I keep reading books and not writing about them. Which isn’t really the idea, is it? See also: November 2011. It isn’t the Kindle’s fault this time, as that is tucked safely on a shelf, too late for its bashed screen, but it works fine if you turn the light off. However, its time (or certainly its peak) seems to have passed, and books are books once more. Since To Kill a Mockingbird, I’ve read Mike Barnes’ Captain Beefheart, George Saunders’ Lincoln in the Bardo, Peter Godfrey-Smith’s Other Minds: The Octopus and the Evolution of Intelligent Life
Octopuses in at least two aquariums have learned to turn off the lights by squirting jets of water at the bulbs when no one is watching, and short circuiting the power supply. At the University of Otago in New Zealand, this became so expensive that the octopus had to be released back into the wild. (p. 55)
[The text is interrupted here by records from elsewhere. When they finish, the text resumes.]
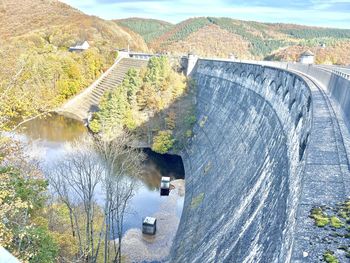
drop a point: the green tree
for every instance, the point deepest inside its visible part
(163, 142)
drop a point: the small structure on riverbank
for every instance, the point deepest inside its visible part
(149, 226)
(165, 186)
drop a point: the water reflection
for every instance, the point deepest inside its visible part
(50, 139)
(54, 128)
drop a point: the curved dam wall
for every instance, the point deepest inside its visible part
(244, 164)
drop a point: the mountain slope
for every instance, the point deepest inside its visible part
(37, 72)
(211, 36)
(149, 29)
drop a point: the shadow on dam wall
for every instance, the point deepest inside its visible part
(244, 164)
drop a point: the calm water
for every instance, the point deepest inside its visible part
(48, 139)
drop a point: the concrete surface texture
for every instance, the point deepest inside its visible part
(268, 146)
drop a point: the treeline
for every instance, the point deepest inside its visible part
(185, 28)
(39, 77)
(65, 222)
(143, 104)
(149, 29)
(310, 33)
(259, 46)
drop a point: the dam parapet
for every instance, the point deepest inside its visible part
(267, 148)
(244, 165)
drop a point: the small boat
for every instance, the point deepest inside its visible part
(165, 186)
(149, 226)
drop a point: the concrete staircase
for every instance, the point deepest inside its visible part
(87, 101)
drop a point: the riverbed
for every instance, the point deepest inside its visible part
(50, 138)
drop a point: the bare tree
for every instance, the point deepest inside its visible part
(74, 179)
(111, 165)
(123, 163)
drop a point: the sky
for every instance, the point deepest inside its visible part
(327, 13)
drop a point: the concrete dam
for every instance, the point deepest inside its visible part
(269, 145)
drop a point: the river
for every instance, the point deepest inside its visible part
(47, 141)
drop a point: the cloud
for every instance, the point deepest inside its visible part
(332, 13)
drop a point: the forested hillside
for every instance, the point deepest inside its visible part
(211, 36)
(37, 73)
(149, 29)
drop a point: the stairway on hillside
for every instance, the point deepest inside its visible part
(87, 101)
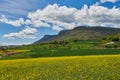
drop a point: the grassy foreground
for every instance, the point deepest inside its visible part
(102, 67)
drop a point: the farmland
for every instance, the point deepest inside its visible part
(102, 67)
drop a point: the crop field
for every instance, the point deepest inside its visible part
(102, 67)
(37, 53)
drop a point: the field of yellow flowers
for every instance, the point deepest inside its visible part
(102, 67)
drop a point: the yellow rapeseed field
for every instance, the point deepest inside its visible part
(102, 67)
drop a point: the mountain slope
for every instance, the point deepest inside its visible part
(82, 33)
(45, 39)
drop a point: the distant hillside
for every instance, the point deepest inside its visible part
(45, 39)
(81, 33)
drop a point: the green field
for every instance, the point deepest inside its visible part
(36, 53)
(102, 67)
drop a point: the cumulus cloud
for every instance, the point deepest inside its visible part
(113, 1)
(17, 23)
(67, 18)
(26, 33)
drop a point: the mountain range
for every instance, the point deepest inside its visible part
(81, 33)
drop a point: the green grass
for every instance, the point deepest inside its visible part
(62, 52)
(103, 67)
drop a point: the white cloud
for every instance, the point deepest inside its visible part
(26, 33)
(113, 1)
(68, 18)
(57, 28)
(17, 23)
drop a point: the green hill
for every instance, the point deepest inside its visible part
(81, 33)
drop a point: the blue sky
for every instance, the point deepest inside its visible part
(26, 21)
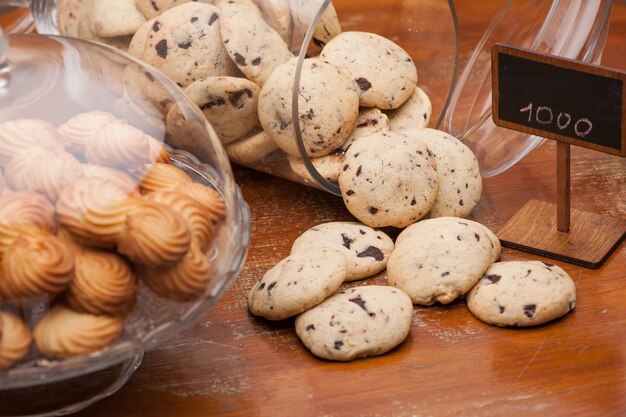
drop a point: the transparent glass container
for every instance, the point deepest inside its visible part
(427, 30)
(52, 79)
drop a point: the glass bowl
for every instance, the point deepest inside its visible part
(426, 29)
(567, 28)
(53, 79)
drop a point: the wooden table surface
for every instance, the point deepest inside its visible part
(232, 364)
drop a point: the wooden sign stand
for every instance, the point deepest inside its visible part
(542, 228)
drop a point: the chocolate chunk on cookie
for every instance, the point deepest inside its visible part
(388, 179)
(438, 260)
(356, 323)
(384, 72)
(366, 249)
(297, 283)
(325, 120)
(228, 103)
(522, 293)
(186, 45)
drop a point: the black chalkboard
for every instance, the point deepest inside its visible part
(559, 99)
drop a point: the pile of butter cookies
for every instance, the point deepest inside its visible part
(432, 261)
(87, 211)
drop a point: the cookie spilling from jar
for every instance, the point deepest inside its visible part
(433, 261)
(89, 211)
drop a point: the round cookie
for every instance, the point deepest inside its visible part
(458, 173)
(115, 18)
(438, 260)
(187, 44)
(389, 179)
(366, 249)
(522, 293)
(252, 44)
(330, 166)
(356, 323)
(384, 72)
(278, 15)
(326, 120)
(300, 281)
(413, 114)
(228, 103)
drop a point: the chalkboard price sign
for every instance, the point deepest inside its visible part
(560, 99)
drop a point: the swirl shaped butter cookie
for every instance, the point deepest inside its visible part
(161, 177)
(78, 131)
(63, 333)
(94, 211)
(103, 283)
(23, 135)
(154, 234)
(46, 171)
(356, 323)
(36, 263)
(185, 44)
(297, 283)
(366, 249)
(210, 200)
(522, 293)
(121, 178)
(385, 73)
(325, 121)
(15, 339)
(120, 145)
(185, 280)
(388, 179)
(199, 222)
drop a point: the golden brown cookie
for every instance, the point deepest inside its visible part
(199, 222)
(185, 280)
(163, 177)
(46, 171)
(210, 199)
(15, 339)
(94, 211)
(63, 333)
(154, 235)
(36, 263)
(103, 283)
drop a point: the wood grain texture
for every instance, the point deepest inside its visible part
(232, 364)
(589, 242)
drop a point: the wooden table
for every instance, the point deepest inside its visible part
(233, 364)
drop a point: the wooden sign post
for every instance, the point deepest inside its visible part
(574, 104)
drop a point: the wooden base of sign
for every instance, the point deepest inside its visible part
(589, 242)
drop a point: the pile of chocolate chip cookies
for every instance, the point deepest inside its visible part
(87, 211)
(432, 261)
(361, 114)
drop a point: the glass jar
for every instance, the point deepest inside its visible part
(46, 82)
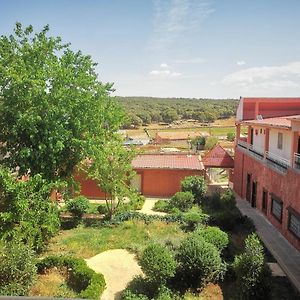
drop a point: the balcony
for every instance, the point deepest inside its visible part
(270, 159)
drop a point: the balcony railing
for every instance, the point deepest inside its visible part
(279, 163)
(297, 161)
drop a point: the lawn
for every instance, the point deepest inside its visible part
(131, 235)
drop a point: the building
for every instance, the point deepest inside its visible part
(267, 161)
(157, 175)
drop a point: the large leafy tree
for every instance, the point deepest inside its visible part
(52, 106)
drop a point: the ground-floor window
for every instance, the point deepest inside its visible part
(276, 208)
(294, 222)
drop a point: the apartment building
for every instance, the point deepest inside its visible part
(267, 161)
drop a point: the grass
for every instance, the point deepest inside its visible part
(52, 284)
(131, 235)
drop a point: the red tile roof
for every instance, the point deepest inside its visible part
(219, 158)
(282, 122)
(167, 161)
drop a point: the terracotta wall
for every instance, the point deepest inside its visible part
(284, 186)
(155, 182)
(163, 182)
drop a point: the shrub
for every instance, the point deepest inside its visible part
(182, 200)
(157, 263)
(196, 185)
(193, 218)
(83, 279)
(78, 206)
(200, 260)
(162, 205)
(214, 235)
(251, 272)
(17, 268)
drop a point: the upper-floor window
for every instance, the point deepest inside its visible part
(280, 140)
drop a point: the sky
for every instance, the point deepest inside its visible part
(177, 48)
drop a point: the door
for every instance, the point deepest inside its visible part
(265, 201)
(136, 182)
(253, 196)
(248, 187)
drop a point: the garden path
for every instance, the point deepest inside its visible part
(148, 207)
(118, 267)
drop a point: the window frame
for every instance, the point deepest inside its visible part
(293, 212)
(279, 202)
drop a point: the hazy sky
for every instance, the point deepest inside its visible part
(180, 48)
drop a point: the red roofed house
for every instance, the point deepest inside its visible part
(267, 162)
(157, 174)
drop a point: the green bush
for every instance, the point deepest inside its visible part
(78, 206)
(251, 271)
(214, 235)
(157, 263)
(83, 279)
(17, 268)
(196, 185)
(200, 261)
(162, 205)
(182, 200)
(193, 218)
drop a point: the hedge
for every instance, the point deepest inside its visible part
(89, 284)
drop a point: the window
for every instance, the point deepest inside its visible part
(276, 208)
(294, 222)
(280, 140)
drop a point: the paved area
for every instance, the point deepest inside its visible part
(148, 206)
(286, 255)
(118, 267)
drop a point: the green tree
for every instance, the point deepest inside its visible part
(26, 211)
(111, 168)
(52, 104)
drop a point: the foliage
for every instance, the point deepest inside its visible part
(200, 261)
(162, 205)
(53, 107)
(78, 206)
(26, 212)
(170, 109)
(182, 200)
(230, 136)
(215, 236)
(195, 185)
(17, 268)
(89, 283)
(250, 270)
(111, 168)
(210, 142)
(157, 263)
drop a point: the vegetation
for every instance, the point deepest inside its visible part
(146, 110)
(26, 211)
(182, 200)
(53, 107)
(17, 268)
(157, 264)
(86, 282)
(196, 185)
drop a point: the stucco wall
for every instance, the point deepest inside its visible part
(284, 186)
(285, 152)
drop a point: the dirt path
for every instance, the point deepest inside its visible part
(148, 206)
(118, 267)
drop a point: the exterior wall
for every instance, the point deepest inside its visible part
(163, 182)
(154, 182)
(286, 150)
(259, 138)
(284, 186)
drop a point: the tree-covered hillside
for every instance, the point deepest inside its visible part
(146, 110)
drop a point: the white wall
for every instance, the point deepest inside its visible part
(259, 139)
(285, 152)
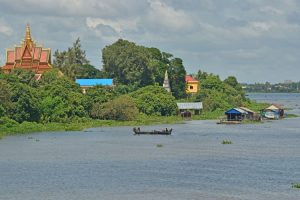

… Elif Batuman’s The Idiot
I told him my theory. Most people, the minute they met you, were sizing you up for some competition for resources. It was as if everyone lived in fear of a shipwreck, where only so many people would fit on the lifeboat, and they were constantly trying to stake out their property and identify dispensable people – people they could get rid of. […]
        ‘Do you see yourself as one of the dispensable people?’
        ‘The point is I don’t want to get involved in that question, and it’s all most people want to talk about. The number of people who want to understand what you’re like instead of trying to figure out whether you get to stay on the boat – it’s really limited.’ (p. 142)
…some of Bill Drummond and Mark Manning’s Bad Wisdom (I got disgusted), some of Douglas Adams’ The Salmon of Doubt (which was on Kindle, actually), some of Penelope Fitzgerald’s The Beginning of Spring (also on Kindle, also unfinished), some of Lloyd Clark’s Arnhem (second attempt, unfinished again), Anne Brontë’s The Tenant of Wildfell Hall, which fits the Hark, A Vagrant! characterisation of its author to a T:
beside my abandoned wretch of a husband, the base, malignant Grimsby, and the false villain Hargrave, the boarish ruffian [Hattersley], coarse and brutal as he was, shone like a glow-worm in the dark, among its fellow worms. (p. 346)
…and Claire Tomalin’s A Life of my Own, which has pointed in so many different directions (Karl Miller, Michael Frayn, Samuel Pepys) that I’m in a quandary over what to read next. A nice sort of problem to have.

I think I’d probably have done better at finishing those books if I’d written posts on them, and it could have been a good set of posts too. On the other hand, one wants to be free to flit about.